CoronavirusGlobal Nurse

Da un anno "stanchezza" è una parola frequente nel vocabolario dei brasiliani. Per gli operatori sanitari che lavorano in prima linea per combattere la pandemia, tuttavia, la stanchezza è più di una parola o di una sensazione passeggera. A più di 12 mesi dalla conferma dell'arrivo del Coronavirus in Brasile, la categoria è sull'orlo del collasso per esaurimento fisico ed emotivo. Stanchi di lavoro e conviventi quotidianamente con la paura di contrarre la malattia e trasmetterla, i disturbi d'ansia, la sindrome da burnout e il disturbo da stress post-traumatico sono diventati sempre più presenti tra questi lavoratori.

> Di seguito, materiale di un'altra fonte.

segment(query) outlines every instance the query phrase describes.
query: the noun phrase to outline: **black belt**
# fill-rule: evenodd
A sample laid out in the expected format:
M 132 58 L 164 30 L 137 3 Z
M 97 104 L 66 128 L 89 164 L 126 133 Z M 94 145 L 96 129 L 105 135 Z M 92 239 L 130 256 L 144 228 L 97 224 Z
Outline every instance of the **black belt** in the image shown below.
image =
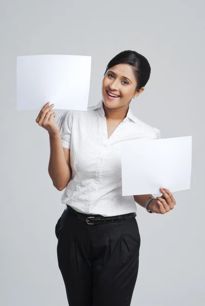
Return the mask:
M 66 205 L 65 210 L 69 210 L 69 212 L 74 215 L 76 218 L 86 221 L 88 224 L 90 225 L 105 223 L 109 222 L 121 222 L 124 221 L 129 217 L 135 218 L 137 215 L 136 213 L 131 213 L 130 214 L 114 216 L 113 217 L 104 217 L 100 215 L 86 215 L 86 214 L 82 214 L 82 213 L 76 212 L 68 205 Z M 90 221 L 92 221 L 92 223 L 90 223 Z

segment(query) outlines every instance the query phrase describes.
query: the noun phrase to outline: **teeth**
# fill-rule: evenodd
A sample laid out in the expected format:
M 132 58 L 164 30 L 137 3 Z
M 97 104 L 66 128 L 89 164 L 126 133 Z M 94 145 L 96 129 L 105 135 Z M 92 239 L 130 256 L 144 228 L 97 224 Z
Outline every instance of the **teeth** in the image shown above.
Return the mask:
M 110 92 L 108 92 L 108 94 L 109 94 L 109 95 L 110 95 L 111 97 L 115 97 L 115 98 L 118 98 L 118 97 L 119 97 L 119 96 L 116 96 L 116 95 L 115 95 L 114 94 L 112 94 L 112 93 L 110 93 Z

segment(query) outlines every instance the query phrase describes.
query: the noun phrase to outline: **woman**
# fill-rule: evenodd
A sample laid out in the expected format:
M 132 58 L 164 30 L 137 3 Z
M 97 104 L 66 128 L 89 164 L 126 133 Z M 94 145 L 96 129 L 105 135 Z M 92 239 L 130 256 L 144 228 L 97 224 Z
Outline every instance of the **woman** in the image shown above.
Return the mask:
M 67 111 L 56 124 L 54 105 L 48 103 L 36 119 L 49 135 L 49 175 L 58 190 L 65 189 L 66 208 L 56 235 L 70 306 L 130 305 L 140 246 L 135 202 L 159 214 L 176 203 L 165 189 L 156 198 L 122 196 L 120 143 L 160 138 L 159 130 L 137 119 L 129 107 L 150 73 L 144 56 L 121 52 L 108 65 L 102 100 L 96 106 Z

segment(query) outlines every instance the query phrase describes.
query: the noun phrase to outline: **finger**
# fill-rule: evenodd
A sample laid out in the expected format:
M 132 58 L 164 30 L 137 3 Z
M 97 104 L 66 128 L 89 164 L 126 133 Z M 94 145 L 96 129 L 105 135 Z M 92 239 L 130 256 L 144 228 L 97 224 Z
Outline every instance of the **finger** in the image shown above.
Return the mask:
M 170 197 L 171 201 L 172 202 L 173 205 L 175 205 L 175 204 L 176 203 L 176 202 L 173 196 L 173 194 L 170 192 L 170 191 L 169 190 L 169 189 L 167 189 L 166 188 L 164 188 L 164 189 L 165 190 L 165 191 L 167 192 L 167 193 L 168 193 L 168 194 Z
M 157 196 L 156 199 L 158 201 L 158 203 L 159 206 L 160 206 L 160 210 L 161 214 L 165 213 L 164 212 L 163 213 L 163 211 L 164 211 L 166 212 L 169 212 L 169 211 L 171 210 L 171 209 L 172 209 L 170 207 L 169 205 L 168 205 L 166 200 L 165 200 L 164 199 L 163 199 L 161 197 Z
M 165 213 L 167 213 L 168 211 L 167 211 L 165 209 L 163 203 L 162 203 L 161 201 L 160 201 L 160 199 L 158 199 L 158 197 L 156 198 L 157 198 L 157 203 L 159 206 L 159 208 L 160 209 L 160 214 L 165 214 Z
M 46 104 L 45 104 L 45 105 L 42 108 L 42 109 L 40 111 L 40 112 L 38 115 L 38 116 L 37 116 L 37 118 L 36 119 L 36 122 L 37 122 L 37 123 L 38 123 L 38 121 L 39 121 L 39 119 L 40 119 L 40 117 L 42 111 L 43 111 L 44 109 L 45 109 L 49 105 L 49 103 L 50 103 L 49 102 L 47 102 L 47 103 L 46 103 Z
M 43 111 L 42 111 L 41 112 L 41 113 L 40 114 L 40 119 L 38 120 L 38 122 L 37 121 L 36 121 L 36 122 L 37 122 L 37 123 L 38 123 L 39 124 L 42 124 L 47 113 L 48 112 L 49 112 L 52 109 L 52 108 L 54 107 L 54 104 L 52 104 L 51 105 L 49 105 L 48 107 L 45 108 Z
M 42 126 L 45 126 L 48 123 L 48 119 L 50 117 L 50 115 L 52 115 L 52 114 L 55 114 L 55 112 L 54 112 L 54 111 L 49 111 L 48 112 L 47 112 L 44 118 L 43 119 L 43 121 L 42 123 Z
M 163 194 L 163 195 L 164 196 L 163 197 L 165 198 L 165 200 L 166 200 L 167 202 L 168 203 L 168 204 L 171 205 L 172 205 L 172 201 L 171 201 L 171 199 L 170 198 L 170 197 L 169 196 L 169 194 L 168 194 L 168 193 L 165 191 L 165 190 L 164 190 L 164 189 L 163 188 L 160 188 L 160 190 L 162 192 L 162 193 Z
M 51 114 L 51 115 L 48 119 L 48 122 L 49 122 L 49 123 L 51 123 L 53 122 L 53 118 L 55 118 L 55 117 L 56 117 L 55 113 L 54 113 L 53 114 Z

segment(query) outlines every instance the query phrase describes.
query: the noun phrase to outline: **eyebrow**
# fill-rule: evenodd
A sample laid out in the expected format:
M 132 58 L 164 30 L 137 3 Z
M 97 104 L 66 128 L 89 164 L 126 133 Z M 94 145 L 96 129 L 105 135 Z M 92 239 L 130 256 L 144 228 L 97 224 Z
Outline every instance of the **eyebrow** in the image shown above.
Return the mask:
M 114 71 L 111 71 L 111 70 L 109 70 L 109 71 L 108 71 L 108 72 L 112 72 L 112 73 L 114 73 L 114 74 L 116 74 L 116 73 L 115 73 Z M 122 76 L 122 78 L 123 78 L 123 79 L 126 79 L 127 80 L 129 80 L 129 81 L 130 81 L 130 82 L 131 82 L 132 83 L 133 83 L 133 82 L 132 82 L 132 81 L 131 81 L 131 80 L 130 80 L 130 79 L 129 79 L 129 78 L 127 78 L 126 76 Z

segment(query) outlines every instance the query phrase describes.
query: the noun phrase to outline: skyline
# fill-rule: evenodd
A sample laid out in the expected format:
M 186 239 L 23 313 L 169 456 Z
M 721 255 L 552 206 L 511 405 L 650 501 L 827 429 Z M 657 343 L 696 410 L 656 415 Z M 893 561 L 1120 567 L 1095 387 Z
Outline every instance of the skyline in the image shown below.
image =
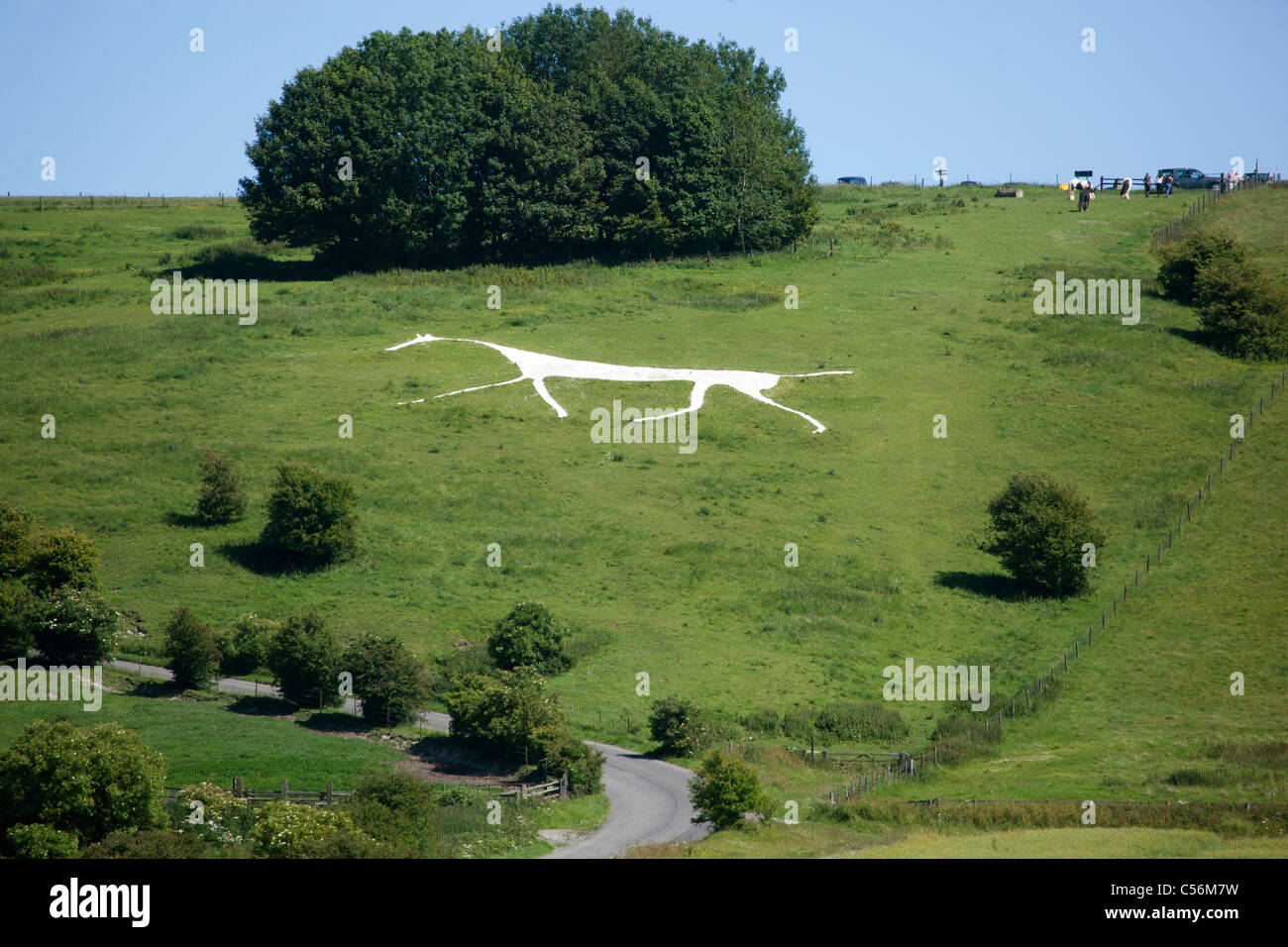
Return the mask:
M 255 119 L 300 68 L 376 30 L 487 28 L 544 6 L 4 0 L 0 77 L 10 107 L 0 189 L 234 196 L 252 171 L 245 147 Z M 804 129 L 820 183 L 862 175 L 930 186 L 938 157 L 948 184 L 1052 184 L 1087 167 L 1097 177 L 1164 166 L 1217 174 L 1240 157 L 1249 171 L 1257 161 L 1288 170 L 1275 98 L 1288 4 L 1244 4 L 1227 22 L 1198 3 L 1170 5 L 1167 21 L 1150 21 L 1149 4 L 1124 13 L 1092 1 L 1072 15 L 1029 6 L 656 0 L 627 9 L 689 40 L 728 37 L 781 68 L 782 107 Z M 200 53 L 189 49 L 193 27 L 204 31 Z M 1084 50 L 1088 28 L 1094 52 Z M 796 52 L 784 48 L 788 30 Z M 45 157 L 54 180 L 41 178 Z

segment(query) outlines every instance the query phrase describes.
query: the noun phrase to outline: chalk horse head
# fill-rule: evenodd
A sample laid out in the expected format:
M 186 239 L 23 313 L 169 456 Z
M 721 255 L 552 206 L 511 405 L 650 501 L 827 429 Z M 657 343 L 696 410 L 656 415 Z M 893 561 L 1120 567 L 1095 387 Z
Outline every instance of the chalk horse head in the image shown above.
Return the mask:
M 443 392 L 442 394 L 435 394 L 435 398 L 447 398 L 453 394 L 465 394 L 466 392 L 479 392 L 484 388 L 513 385 L 516 381 L 531 381 L 537 394 L 540 394 L 541 398 L 554 408 L 559 417 L 567 417 L 568 412 L 564 410 L 563 405 L 555 401 L 549 389 L 546 389 L 547 378 L 587 379 L 596 381 L 688 381 L 693 385 L 693 390 L 689 396 L 689 406 L 679 411 L 658 415 L 650 420 L 657 421 L 666 417 L 674 417 L 675 415 L 697 411 L 702 407 L 708 388 L 724 385 L 746 394 L 748 398 L 753 398 L 755 401 L 765 405 L 773 405 L 782 411 L 804 417 L 814 425 L 814 433 L 820 434 L 827 430 L 822 421 L 809 416 L 804 411 L 797 411 L 796 408 L 787 407 L 786 405 L 779 405 L 777 401 L 766 397 L 765 392 L 774 388 L 779 380 L 784 378 L 814 378 L 817 375 L 854 374 L 853 371 L 809 371 L 797 375 L 778 375 L 766 371 L 739 371 L 725 368 L 663 368 L 636 365 L 611 365 L 607 362 L 585 362 L 576 358 L 547 356 L 541 352 L 528 352 L 526 349 L 516 349 L 510 345 L 498 345 L 497 343 L 482 341 L 479 339 L 451 339 L 442 335 L 429 334 L 417 335 L 415 339 L 408 339 L 407 341 L 397 345 L 390 345 L 385 349 L 385 352 L 397 352 L 398 349 L 407 348 L 408 345 L 421 345 L 435 341 L 461 341 L 470 343 L 473 345 L 484 345 L 505 356 L 519 370 L 518 378 L 507 379 L 505 381 L 493 381 L 487 385 L 461 388 L 455 392 Z M 425 401 L 425 398 L 417 398 L 416 401 L 401 401 L 398 403 L 417 405 L 422 401 Z M 638 424 L 640 421 L 632 423 Z

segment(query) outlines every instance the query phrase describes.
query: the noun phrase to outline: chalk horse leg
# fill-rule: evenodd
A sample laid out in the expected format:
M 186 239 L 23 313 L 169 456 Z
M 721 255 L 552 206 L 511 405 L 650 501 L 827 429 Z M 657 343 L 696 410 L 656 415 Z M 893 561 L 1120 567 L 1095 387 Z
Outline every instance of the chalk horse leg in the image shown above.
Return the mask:
M 766 405 L 773 405 L 774 407 L 782 408 L 783 411 L 788 411 L 788 412 L 791 412 L 793 415 L 804 417 L 806 421 L 809 421 L 810 424 L 814 425 L 814 432 L 813 433 L 815 433 L 815 434 L 822 434 L 824 430 L 827 430 L 827 428 L 823 426 L 823 423 L 819 421 L 817 417 L 810 417 L 804 411 L 797 411 L 793 407 L 787 407 L 786 405 L 779 405 L 777 401 L 774 401 L 773 398 L 766 398 L 760 392 L 743 392 L 743 394 L 747 394 L 747 396 L 755 398 L 756 401 L 762 401 Z
M 568 412 L 564 411 L 563 405 L 555 401 L 554 397 L 550 394 L 550 392 L 546 389 L 546 380 L 544 378 L 532 379 L 532 387 L 536 388 L 537 394 L 540 394 L 542 399 L 555 410 L 556 415 L 559 415 L 560 417 L 568 416 Z
M 706 401 L 707 389 L 710 387 L 711 385 L 705 385 L 705 384 L 702 384 L 699 381 L 694 381 L 693 383 L 693 392 L 689 394 L 689 406 L 688 407 L 681 407 L 679 411 L 668 411 L 665 415 L 649 415 L 648 417 L 636 417 L 636 419 L 634 419 L 631 421 L 627 421 L 627 423 L 629 424 L 644 424 L 645 421 L 650 421 L 650 423 L 652 421 L 662 421 L 662 420 L 666 420 L 667 417 L 679 417 L 680 415 L 693 414 L 699 407 L 702 407 L 702 402 Z

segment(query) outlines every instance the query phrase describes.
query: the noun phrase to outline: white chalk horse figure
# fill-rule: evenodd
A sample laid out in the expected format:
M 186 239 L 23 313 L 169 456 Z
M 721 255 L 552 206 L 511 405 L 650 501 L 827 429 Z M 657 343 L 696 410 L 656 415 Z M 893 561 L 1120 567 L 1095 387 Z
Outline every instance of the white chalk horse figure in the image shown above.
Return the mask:
M 474 345 L 486 345 L 489 349 L 500 352 L 502 356 L 514 362 L 515 367 L 519 370 L 519 378 L 513 378 L 507 381 L 493 381 L 489 385 L 474 385 L 473 388 L 461 388 L 456 392 L 444 392 L 443 394 L 435 394 L 435 398 L 447 398 L 452 394 L 465 394 L 466 392 L 479 392 L 484 388 L 498 388 L 500 385 L 513 385 L 516 381 L 531 381 L 532 387 L 537 390 L 537 394 L 555 410 L 559 417 L 567 417 L 568 412 L 564 410 L 563 405 L 551 397 L 550 392 L 546 389 L 547 378 L 571 378 L 571 379 L 592 379 L 596 381 L 689 381 L 693 385 L 693 393 L 689 397 L 689 406 L 679 411 L 671 411 L 670 414 L 658 415 L 648 420 L 657 421 L 665 417 L 674 417 L 676 415 L 689 414 L 690 411 L 697 411 L 702 407 L 702 402 L 706 398 L 707 389 L 715 385 L 725 385 L 726 388 L 733 388 L 737 392 L 742 392 L 748 398 L 755 398 L 766 405 L 773 405 L 777 408 L 788 411 L 793 415 L 804 417 L 806 421 L 814 425 L 814 433 L 820 434 L 827 430 L 822 421 L 817 417 L 810 417 L 804 411 L 797 411 L 796 408 L 787 407 L 786 405 L 779 405 L 772 398 L 766 398 L 764 392 L 768 392 L 774 385 L 778 384 L 781 379 L 784 378 L 814 378 L 815 375 L 853 375 L 853 371 L 809 371 L 801 375 L 774 375 L 768 371 L 737 371 L 737 370 L 723 370 L 723 368 L 650 368 L 634 365 L 608 365 L 605 362 L 582 362 L 576 358 L 560 358 L 559 356 L 546 356 L 541 352 L 527 352 L 524 349 L 510 348 L 509 345 L 497 345 L 493 341 L 482 341 L 479 339 L 444 339 L 438 335 L 417 335 L 410 341 L 399 343 L 398 345 L 390 345 L 385 352 L 397 352 L 401 348 L 407 348 L 408 345 L 420 345 L 421 343 L 431 341 L 468 341 Z M 399 405 L 419 405 L 425 398 L 416 398 L 415 401 L 401 401 Z M 644 419 L 631 421 L 632 424 L 640 424 Z

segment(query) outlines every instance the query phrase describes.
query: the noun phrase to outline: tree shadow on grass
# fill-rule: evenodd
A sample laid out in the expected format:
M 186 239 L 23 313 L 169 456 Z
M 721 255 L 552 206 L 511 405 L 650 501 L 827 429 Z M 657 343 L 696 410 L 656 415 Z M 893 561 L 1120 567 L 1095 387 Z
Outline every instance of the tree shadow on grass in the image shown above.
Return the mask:
M 216 551 L 256 576 L 279 577 L 321 572 L 331 563 L 282 553 L 258 539 L 247 542 L 223 542 Z
M 184 688 L 173 680 L 140 680 L 130 691 L 130 697 L 178 697 Z
M 301 720 L 300 725 L 321 733 L 366 733 L 371 729 L 361 716 L 343 710 L 316 710 L 309 714 L 308 720 Z
M 238 697 L 228 705 L 228 710 L 246 716 L 291 716 L 295 705 L 281 697 Z
M 936 572 L 935 585 L 999 602 L 1025 602 L 1033 598 L 1032 591 L 1001 572 Z
M 516 765 L 513 759 L 440 736 L 425 737 L 407 747 L 407 752 L 453 776 L 509 776 Z

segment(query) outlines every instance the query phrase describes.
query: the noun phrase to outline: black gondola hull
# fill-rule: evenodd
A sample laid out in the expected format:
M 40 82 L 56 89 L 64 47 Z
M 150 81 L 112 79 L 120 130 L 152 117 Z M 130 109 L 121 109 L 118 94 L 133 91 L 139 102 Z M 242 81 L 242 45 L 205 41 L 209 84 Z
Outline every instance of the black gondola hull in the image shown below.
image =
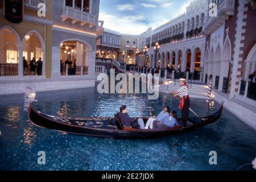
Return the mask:
M 222 109 L 223 105 L 219 110 L 212 115 L 202 117 L 202 121 L 198 124 L 191 125 L 184 128 L 176 127 L 156 130 L 119 130 L 109 124 L 111 122 L 115 121 L 114 118 L 72 119 L 50 116 L 36 110 L 33 107 L 32 104 L 30 104 L 29 109 L 29 119 L 33 123 L 39 127 L 70 134 L 116 139 L 143 139 L 178 134 L 203 127 L 217 121 L 221 115 Z M 147 119 L 147 118 L 143 118 L 145 121 L 146 121 Z M 84 126 L 85 123 L 88 122 L 99 122 L 103 123 L 103 125 L 107 125 L 105 127 Z

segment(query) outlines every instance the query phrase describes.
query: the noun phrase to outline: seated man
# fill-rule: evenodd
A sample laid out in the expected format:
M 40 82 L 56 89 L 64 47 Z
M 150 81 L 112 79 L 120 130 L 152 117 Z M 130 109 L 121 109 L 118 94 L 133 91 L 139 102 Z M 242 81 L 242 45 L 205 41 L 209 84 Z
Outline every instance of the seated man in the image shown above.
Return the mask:
M 177 115 L 175 111 L 173 111 L 170 114 L 169 119 L 165 119 L 163 121 L 155 121 L 153 122 L 153 129 L 166 129 L 169 127 L 174 127 L 179 126 L 177 120 Z
M 165 106 L 162 110 L 157 116 L 157 118 L 150 118 L 146 124 L 146 129 L 148 129 L 149 127 L 150 129 L 153 129 L 153 122 L 155 121 L 164 122 L 165 121 L 168 122 L 170 117 L 170 109 L 168 106 Z
M 126 106 L 123 105 L 120 107 L 120 113 L 117 113 L 117 115 L 118 115 L 120 121 L 122 122 L 123 126 L 131 127 L 131 123 L 135 122 L 136 120 L 130 117 L 127 114 L 127 111 L 128 110 Z M 144 122 L 142 119 L 139 118 L 138 119 L 138 124 L 139 125 L 140 129 L 145 129 Z

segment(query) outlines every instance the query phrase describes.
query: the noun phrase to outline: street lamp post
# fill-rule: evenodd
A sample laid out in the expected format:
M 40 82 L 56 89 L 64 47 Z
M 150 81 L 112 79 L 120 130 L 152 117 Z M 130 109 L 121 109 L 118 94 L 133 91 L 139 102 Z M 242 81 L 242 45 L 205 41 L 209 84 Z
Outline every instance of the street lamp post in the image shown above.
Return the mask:
M 158 42 L 155 43 L 155 47 L 154 47 L 154 51 L 155 53 L 155 68 L 157 68 L 157 53 L 158 53 L 160 49 L 160 45 L 158 44 Z
M 125 64 L 125 51 L 123 51 L 123 64 Z
M 136 65 L 138 64 L 138 56 L 139 55 L 139 49 L 137 49 L 136 51 L 136 63 L 135 63 Z
M 147 48 L 147 46 L 145 46 L 144 47 L 144 49 L 143 49 L 143 52 L 144 52 L 144 67 L 146 67 L 146 57 L 147 56 L 147 51 L 149 51 L 149 49 Z

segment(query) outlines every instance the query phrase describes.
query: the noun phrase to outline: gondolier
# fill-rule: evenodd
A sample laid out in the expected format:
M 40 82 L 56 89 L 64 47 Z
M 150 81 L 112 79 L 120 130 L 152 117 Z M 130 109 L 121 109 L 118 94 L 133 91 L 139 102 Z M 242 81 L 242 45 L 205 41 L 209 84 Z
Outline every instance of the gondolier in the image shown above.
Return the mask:
M 187 126 L 187 119 L 189 118 L 190 99 L 189 86 L 186 83 L 186 79 L 180 78 L 179 84 L 181 87 L 177 91 L 170 92 L 170 94 L 174 97 L 179 96 L 179 109 L 181 110 L 182 114 L 182 125 Z

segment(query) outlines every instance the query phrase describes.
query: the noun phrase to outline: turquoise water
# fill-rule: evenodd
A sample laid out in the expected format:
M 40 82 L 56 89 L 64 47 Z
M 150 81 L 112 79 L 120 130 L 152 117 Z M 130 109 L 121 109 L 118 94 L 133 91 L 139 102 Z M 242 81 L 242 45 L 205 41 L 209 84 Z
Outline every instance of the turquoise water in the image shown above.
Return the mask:
M 63 117 L 112 117 L 123 104 L 133 117 L 157 115 L 165 105 L 181 115 L 178 101 L 164 94 L 150 101 L 146 94 L 98 94 L 87 88 L 38 92 L 36 99 L 38 110 Z M 22 112 L 23 101 L 23 94 L 0 96 L 1 170 L 235 170 L 256 157 L 255 131 L 226 109 L 217 122 L 188 133 L 114 140 L 35 126 Z M 204 115 L 219 105 L 209 108 L 204 100 L 191 98 L 191 107 Z M 40 151 L 45 165 L 37 163 Z M 209 164 L 211 151 L 217 152 L 217 165 Z

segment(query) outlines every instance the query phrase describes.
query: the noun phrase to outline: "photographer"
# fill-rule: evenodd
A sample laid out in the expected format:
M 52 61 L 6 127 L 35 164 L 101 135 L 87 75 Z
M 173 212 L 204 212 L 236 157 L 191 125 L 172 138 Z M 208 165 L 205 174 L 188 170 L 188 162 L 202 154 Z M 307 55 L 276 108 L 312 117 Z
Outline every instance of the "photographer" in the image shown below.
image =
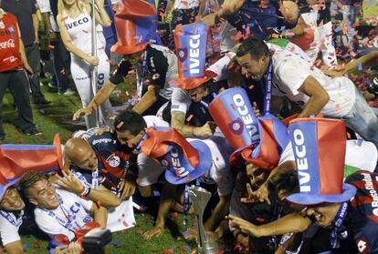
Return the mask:
M 0 104 L 3 103 L 6 88 L 9 88 L 17 107 L 21 130 L 28 135 L 37 135 L 40 132 L 33 123 L 29 86 L 25 69 L 33 73 L 27 63 L 17 18 L 0 8 Z M 0 108 L 0 143 L 5 139 L 2 115 Z

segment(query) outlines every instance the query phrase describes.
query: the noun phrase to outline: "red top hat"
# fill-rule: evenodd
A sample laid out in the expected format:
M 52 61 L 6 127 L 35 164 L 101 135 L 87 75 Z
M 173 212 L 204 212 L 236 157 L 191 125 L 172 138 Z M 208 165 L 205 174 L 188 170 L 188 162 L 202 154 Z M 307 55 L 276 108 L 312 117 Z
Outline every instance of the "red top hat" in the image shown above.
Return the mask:
M 10 180 L 28 171 L 58 171 L 62 168 L 60 138 L 54 137 L 53 146 L 0 146 L 0 172 Z
M 206 144 L 201 140 L 188 142 L 174 128 L 150 127 L 146 137 L 142 152 L 166 168 L 165 178 L 172 184 L 190 182 L 204 175 L 213 164 Z
M 114 17 L 118 42 L 110 50 L 131 55 L 143 50 L 156 36 L 157 15 L 152 5 L 144 0 L 122 0 Z
M 215 72 L 205 69 L 208 31 L 205 24 L 193 23 L 176 26 L 174 44 L 179 77 L 170 81 L 171 86 L 189 90 L 216 76 Z

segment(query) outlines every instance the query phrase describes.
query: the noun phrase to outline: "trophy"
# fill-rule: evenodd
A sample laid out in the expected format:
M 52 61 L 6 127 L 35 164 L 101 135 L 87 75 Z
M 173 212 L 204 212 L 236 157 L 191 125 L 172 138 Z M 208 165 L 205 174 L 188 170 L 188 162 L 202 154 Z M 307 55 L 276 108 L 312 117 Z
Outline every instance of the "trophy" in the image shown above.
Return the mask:
M 192 201 L 192 206 L 194 209 L 194 215 L 197 218 L 197 231 L 198 239 L 197 245 L 198 250 L 197 253 L 201 254 L 215 254 L 219 253 L 221 250 L 220 245 L 218 242 L 211 239 L 204 228 L 204 211 L 206 208 L 206 205 L 211 198 L 211 193 L 206 189 L 198 187 L 191 186 L 188 188 L 189 197 Z

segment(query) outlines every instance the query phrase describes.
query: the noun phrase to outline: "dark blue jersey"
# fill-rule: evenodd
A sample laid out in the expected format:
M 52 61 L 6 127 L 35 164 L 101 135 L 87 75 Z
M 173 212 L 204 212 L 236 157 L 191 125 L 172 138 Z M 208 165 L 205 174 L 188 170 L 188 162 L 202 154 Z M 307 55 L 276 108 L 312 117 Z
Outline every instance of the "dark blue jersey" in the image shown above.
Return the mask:
M 132 149 L 122 146 L 115 134 L 104 132 L 99 136 L 88 138 L 92 149 L 99 159 L 99 172 L 105 177 L 102 183 L 107 188 L 118 190 L 121 179 L 128 170 L 136 172 L 137 155 L 132 154 Z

I dati del Dipartimento di Stato della Sanità Pubblica (Sesap / RN) sottolineano che 21 professionisti sono stati licenziati per disturbi mentali legati al lavoro nel 2020. Nel comune di Natal, il Dipartimento della Sanità municipale non dati certi, ma conferma che " ci sono registrazioni di licenziamenti di dipendenti per problemi legati alla salute mentale o al burnout sul lavoro ", e afferma che intende sviluppare uno studio per quantificare il numero totale di professionisti in questa situazione.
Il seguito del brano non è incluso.